Apparently I have cost a lot of people some money with my vacation: Apparently there was a bet out there that my vacation wouldn’t last a week with a lower payout if it didn’t last two weeks. Sorry folks Smile

I haven’t stepped foot into the office since March 31st and I don’t intend to either. My staff has handled everything in my absence: promotions, marketing, dealing with system maintenance, new hardware and software rollouts, fantastic progress on the ExchangeDefender 7 and Shockey Monkey, getting rid of a toxic employee, training, collateral – really, everything has gone flawlessly so far.

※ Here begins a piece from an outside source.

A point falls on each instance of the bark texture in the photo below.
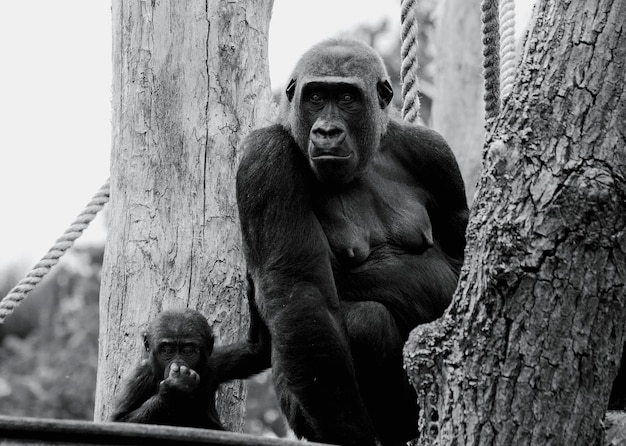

Or they have just been great about not sharing the stories of carnage with me. Smile

Look, I’ve worked pretty much non-stop for a decade to build Own Web Now and make it what it is today. I was dead serious about taking a month off to relax, refocus and reenergize.

How I Do It

My wife knows me best and she correctly characterized me as a binger. Like Charlie Sheen I only have one gear: Go! It partially explains how we’ve been so successful through the years: Not only do I work hard but I also beat the shit out of everyone around me to get their absolute best. That type of schedule and intensity doesn’t allow for relaxing vacations because I’m always thinking about what’s next.

For the fellow bingers and workaholics who don’t buy into the life balance bull, here is how I did it, step by step:

1. Before I went on my vacation I made sure to wrap up all my outstanding projects and reassign anything that I did not finish.

2. I delegated my mailbox management to a VP on my team. They have full access to my mailbox and delegate issues as neccessary.

3. My management team discussed every possible weird scenario that could happen that is not in the blueprint. For example, what do we do if the agents show up and put a big lock on our door.

4. I made sure that our core partner base knew that I was away and was going to stay away no matter the emergency.

5. I committed to no strategy discussions during my leave. This means any HR decisions, any product decisions, any marketing decisions, anything else that had to get done would get done by my team without penalty.

6. The hardest part: I was not to work on my computers. I was locked out of my work desktop. I was locked out of our beta environment. I was locked out of our test servers. Even if I had a brilliant idea, I could not call people up and try to make them work.

It has worked for the past 18 days. I had a few phone calls with quick questions, a few text messages and some IMs, nothing drastic.

Why? When I come back I am not coming back to the same role I’ve had for the past 13 years as the CEO of Own Web Now. Sure, the title will be the same but I will not be doing what I’ve been doing so far. There is something new called Project Blueprint, I hope to fill you in on the details over the summer. If you look at the “Final Vladville Post” there are some hints in there about the future of our industry not being similar to the past. No, it won’t happen overnight, but it’s going in a new direction and that’s the key to a successful business: you change with the times.

I needed to take time off so I could adjust myself so I can lead us through the next decade.